And now for your viewing pleasure, Subarus crashing into walls. When we started JNC in 2006, you couldn’t get a Japanese automaker to cough up some vintage footage if your threatened the CEO’s grandchildren at gunpoint. Nowadays, they’re more than happy to promote their histories, even if it’s a cringe-inducing montage of old cars getting destroyed for the greater good. It’s interesting to note that Fuji Heavy was conducting pedestrian safety tests as far back as the first-generation Leone.
AHHHH! WHY DID YOU POST AN FF-1 CRASHING INTO A WALL CAUSE YOU KNEW THAT WOULD MAKE ME SO SAD OMG!!!
🙁 🙁 🙁
Seeing them crash that STi and BRZ gave me a sad. I hope that they do it with a vehicle that had a defect or flaw, but not a street ready vehicle. Oh well…
The whole point of crash testing is to use a 100% customer representative car. If you used a defective vehicl you would invalidate the test.
Most of the ones crashed by the manufacturers themselves are development mules of some sort.
I knew watching that was a bad idea.

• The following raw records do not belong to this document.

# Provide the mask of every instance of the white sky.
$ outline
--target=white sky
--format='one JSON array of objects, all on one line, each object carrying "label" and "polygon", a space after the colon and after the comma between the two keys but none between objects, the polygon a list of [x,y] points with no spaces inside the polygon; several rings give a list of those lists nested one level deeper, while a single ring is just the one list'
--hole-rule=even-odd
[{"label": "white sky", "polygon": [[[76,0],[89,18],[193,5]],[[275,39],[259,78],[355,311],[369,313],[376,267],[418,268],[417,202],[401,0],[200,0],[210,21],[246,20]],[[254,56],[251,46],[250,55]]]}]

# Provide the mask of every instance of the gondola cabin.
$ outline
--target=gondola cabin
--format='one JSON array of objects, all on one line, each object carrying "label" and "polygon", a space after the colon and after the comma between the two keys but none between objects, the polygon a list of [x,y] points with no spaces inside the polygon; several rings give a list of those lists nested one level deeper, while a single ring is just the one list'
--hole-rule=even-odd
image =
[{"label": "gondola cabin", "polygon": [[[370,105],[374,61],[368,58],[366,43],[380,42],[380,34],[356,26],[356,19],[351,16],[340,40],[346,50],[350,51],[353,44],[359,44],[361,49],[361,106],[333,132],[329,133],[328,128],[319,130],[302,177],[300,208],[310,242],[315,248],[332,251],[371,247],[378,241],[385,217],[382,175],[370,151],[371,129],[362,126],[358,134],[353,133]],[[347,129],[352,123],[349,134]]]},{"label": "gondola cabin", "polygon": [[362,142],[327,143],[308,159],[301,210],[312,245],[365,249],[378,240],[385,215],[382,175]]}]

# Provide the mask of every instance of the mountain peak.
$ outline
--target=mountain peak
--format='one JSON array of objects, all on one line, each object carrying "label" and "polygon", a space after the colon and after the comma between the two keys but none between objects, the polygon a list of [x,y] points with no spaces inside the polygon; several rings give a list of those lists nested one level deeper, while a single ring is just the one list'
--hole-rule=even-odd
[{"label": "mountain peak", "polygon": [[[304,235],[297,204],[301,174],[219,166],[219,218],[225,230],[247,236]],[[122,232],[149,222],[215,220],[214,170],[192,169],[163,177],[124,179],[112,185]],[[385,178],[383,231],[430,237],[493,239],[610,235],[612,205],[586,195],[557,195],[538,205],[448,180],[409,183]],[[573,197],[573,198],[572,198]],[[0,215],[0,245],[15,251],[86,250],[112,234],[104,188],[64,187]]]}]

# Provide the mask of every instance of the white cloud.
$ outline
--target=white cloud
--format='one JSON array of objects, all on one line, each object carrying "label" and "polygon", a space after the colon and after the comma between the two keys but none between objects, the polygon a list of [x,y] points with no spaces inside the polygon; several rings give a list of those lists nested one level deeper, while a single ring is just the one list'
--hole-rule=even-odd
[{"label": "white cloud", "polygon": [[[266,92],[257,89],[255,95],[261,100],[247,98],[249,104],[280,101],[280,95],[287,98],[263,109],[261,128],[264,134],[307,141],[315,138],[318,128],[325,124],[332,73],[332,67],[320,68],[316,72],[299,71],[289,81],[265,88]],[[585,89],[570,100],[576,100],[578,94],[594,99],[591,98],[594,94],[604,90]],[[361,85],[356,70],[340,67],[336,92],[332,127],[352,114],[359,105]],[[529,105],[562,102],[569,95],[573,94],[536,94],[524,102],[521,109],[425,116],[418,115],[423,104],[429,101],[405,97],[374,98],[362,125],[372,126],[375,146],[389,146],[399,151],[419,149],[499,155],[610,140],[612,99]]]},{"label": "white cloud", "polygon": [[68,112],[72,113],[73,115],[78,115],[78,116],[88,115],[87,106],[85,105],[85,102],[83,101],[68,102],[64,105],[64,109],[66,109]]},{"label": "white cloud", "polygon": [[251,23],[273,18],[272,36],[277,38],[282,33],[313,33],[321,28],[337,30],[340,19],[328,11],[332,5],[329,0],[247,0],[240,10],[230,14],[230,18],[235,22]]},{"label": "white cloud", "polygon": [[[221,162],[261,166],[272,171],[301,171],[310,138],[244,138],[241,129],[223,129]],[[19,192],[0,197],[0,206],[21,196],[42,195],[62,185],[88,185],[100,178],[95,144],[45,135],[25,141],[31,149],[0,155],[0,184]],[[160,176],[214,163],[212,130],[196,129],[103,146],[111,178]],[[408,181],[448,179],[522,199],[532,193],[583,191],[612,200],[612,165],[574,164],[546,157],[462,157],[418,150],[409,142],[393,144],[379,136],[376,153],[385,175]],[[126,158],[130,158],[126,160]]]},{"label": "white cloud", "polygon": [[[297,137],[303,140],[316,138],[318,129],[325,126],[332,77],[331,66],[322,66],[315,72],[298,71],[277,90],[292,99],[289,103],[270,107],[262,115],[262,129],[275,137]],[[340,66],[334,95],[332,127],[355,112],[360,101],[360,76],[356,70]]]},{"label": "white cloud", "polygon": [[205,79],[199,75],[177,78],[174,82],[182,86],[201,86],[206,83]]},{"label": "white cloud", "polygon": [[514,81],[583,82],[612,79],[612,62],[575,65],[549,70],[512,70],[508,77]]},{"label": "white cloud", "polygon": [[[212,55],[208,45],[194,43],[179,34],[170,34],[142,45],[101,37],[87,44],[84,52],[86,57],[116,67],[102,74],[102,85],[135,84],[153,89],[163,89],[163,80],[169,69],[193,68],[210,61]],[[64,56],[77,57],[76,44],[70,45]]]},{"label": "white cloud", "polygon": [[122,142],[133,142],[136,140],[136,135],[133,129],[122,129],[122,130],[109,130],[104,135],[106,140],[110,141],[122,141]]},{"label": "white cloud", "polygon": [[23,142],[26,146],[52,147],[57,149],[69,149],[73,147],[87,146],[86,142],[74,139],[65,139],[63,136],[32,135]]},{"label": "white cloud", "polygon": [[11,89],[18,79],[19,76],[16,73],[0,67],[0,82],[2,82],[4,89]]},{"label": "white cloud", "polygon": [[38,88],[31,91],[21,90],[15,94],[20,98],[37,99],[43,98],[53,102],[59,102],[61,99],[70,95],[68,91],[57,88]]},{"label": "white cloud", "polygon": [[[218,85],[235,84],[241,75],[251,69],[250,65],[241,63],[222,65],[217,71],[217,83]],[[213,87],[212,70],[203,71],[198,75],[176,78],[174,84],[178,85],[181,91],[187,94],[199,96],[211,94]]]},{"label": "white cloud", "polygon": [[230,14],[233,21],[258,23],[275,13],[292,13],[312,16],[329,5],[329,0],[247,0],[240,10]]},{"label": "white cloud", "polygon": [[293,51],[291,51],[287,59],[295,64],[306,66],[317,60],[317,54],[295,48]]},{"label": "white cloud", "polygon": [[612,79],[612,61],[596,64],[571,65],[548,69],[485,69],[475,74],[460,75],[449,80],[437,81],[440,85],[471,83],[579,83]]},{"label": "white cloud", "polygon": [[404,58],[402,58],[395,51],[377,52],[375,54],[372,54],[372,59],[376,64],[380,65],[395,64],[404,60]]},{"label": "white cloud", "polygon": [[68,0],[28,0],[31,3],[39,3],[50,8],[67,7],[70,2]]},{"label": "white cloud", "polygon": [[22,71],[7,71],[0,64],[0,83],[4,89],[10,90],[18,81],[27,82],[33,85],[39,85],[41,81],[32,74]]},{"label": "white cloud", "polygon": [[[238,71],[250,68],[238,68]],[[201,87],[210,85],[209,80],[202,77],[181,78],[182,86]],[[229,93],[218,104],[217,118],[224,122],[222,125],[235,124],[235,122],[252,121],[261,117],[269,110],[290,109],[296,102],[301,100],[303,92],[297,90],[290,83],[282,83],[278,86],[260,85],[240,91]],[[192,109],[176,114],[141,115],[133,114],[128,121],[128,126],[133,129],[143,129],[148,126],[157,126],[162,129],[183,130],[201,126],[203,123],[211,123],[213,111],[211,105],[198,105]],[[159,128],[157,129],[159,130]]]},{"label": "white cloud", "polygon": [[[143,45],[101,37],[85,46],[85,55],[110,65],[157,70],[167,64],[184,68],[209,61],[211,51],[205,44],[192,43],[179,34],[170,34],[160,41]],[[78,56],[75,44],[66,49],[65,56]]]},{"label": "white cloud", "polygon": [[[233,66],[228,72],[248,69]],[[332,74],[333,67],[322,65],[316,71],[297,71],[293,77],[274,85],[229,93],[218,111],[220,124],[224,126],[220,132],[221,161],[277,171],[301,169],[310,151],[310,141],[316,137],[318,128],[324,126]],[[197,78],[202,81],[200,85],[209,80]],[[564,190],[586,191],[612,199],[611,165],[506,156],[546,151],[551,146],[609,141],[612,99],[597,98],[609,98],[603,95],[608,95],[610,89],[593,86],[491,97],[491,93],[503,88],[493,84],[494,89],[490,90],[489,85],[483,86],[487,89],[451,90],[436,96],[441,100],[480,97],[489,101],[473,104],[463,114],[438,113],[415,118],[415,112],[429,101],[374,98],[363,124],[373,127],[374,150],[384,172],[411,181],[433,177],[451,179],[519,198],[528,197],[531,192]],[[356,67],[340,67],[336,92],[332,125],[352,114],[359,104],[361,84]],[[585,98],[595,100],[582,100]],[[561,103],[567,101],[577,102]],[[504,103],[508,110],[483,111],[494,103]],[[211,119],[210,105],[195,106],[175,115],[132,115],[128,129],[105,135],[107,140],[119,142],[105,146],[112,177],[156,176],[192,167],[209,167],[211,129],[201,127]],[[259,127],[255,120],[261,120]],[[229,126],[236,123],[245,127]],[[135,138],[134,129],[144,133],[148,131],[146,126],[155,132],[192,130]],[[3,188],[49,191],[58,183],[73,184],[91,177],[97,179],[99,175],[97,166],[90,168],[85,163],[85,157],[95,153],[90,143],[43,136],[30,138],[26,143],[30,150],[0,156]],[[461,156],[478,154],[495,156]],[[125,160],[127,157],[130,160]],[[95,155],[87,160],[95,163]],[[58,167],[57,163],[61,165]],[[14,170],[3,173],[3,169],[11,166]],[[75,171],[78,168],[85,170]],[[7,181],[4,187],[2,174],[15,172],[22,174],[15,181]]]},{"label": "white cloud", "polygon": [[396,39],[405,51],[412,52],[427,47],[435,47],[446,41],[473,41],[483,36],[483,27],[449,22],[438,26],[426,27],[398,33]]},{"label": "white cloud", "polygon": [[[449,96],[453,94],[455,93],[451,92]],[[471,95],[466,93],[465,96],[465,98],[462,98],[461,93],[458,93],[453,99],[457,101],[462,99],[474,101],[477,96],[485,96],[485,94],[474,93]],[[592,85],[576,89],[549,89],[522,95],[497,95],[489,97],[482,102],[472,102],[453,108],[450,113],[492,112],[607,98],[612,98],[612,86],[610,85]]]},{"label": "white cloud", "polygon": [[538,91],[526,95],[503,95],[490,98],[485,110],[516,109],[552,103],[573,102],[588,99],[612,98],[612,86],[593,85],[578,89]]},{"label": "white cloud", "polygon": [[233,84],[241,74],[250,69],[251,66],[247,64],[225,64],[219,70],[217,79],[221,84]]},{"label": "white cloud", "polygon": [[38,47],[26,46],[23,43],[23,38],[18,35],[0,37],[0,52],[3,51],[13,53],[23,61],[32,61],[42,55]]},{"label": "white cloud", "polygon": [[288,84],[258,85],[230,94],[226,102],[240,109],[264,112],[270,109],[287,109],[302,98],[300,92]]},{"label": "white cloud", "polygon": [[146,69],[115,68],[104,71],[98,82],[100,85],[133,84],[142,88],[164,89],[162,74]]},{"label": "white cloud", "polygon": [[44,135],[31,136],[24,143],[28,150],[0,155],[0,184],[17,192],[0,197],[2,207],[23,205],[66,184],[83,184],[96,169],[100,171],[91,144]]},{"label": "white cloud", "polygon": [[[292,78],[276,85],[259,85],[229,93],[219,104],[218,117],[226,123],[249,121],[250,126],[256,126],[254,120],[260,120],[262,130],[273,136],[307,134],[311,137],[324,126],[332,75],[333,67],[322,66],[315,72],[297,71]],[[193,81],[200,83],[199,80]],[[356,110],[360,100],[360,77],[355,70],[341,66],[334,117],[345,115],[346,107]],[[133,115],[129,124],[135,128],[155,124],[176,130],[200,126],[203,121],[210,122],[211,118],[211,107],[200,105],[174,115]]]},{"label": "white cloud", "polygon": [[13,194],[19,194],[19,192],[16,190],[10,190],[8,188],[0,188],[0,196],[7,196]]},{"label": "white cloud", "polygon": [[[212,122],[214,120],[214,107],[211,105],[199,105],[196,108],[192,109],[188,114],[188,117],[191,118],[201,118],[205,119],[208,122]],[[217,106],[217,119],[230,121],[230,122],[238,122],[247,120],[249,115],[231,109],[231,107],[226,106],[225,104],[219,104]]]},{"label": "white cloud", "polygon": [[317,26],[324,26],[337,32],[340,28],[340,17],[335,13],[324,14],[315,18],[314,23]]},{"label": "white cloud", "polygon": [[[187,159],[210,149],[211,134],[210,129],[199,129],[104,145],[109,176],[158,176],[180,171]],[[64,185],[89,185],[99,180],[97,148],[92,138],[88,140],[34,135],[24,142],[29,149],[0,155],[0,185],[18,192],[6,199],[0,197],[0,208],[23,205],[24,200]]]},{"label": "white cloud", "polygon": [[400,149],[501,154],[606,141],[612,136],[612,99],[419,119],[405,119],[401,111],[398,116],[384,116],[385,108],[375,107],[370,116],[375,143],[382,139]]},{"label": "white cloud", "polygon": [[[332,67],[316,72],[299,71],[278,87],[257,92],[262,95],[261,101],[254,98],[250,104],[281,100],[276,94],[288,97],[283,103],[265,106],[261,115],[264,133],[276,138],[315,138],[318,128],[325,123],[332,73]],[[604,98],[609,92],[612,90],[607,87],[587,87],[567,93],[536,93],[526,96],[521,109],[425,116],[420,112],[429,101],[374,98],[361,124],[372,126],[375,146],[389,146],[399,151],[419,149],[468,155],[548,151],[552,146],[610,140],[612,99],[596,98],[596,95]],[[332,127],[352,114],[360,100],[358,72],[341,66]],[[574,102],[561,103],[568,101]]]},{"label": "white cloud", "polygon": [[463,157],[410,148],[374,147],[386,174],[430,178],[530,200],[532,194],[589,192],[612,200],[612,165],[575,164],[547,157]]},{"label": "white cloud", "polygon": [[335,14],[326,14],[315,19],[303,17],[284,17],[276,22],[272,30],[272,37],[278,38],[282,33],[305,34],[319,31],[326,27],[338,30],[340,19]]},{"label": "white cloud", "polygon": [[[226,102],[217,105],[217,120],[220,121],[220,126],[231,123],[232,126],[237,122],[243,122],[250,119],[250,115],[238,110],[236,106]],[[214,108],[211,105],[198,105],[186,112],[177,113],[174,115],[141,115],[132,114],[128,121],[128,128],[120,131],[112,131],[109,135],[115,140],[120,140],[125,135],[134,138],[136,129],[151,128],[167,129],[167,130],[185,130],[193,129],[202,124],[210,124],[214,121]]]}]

I think you broke my soul Ben.
Anyone else notice the net thing deploy from the car in the pedestrian crash safety test?
That is really quite interesting. I wonder if it was purely experimental, or perhaps had some hope of production?
The FF-1 doesn’t look too bad. Compare it to a contemporary Saab 99 which was billed as a “safe” car, and you’ll see Subaru was not far off. Pay attention to the A pillar and the footwells.
I can’t quickly find any late 60’s American crash testing, but the NHTSA was established in 1970 after five years of finger twiddling so there probably wasn’t much done to begin with. For sure, the early 60’s posted terrible results.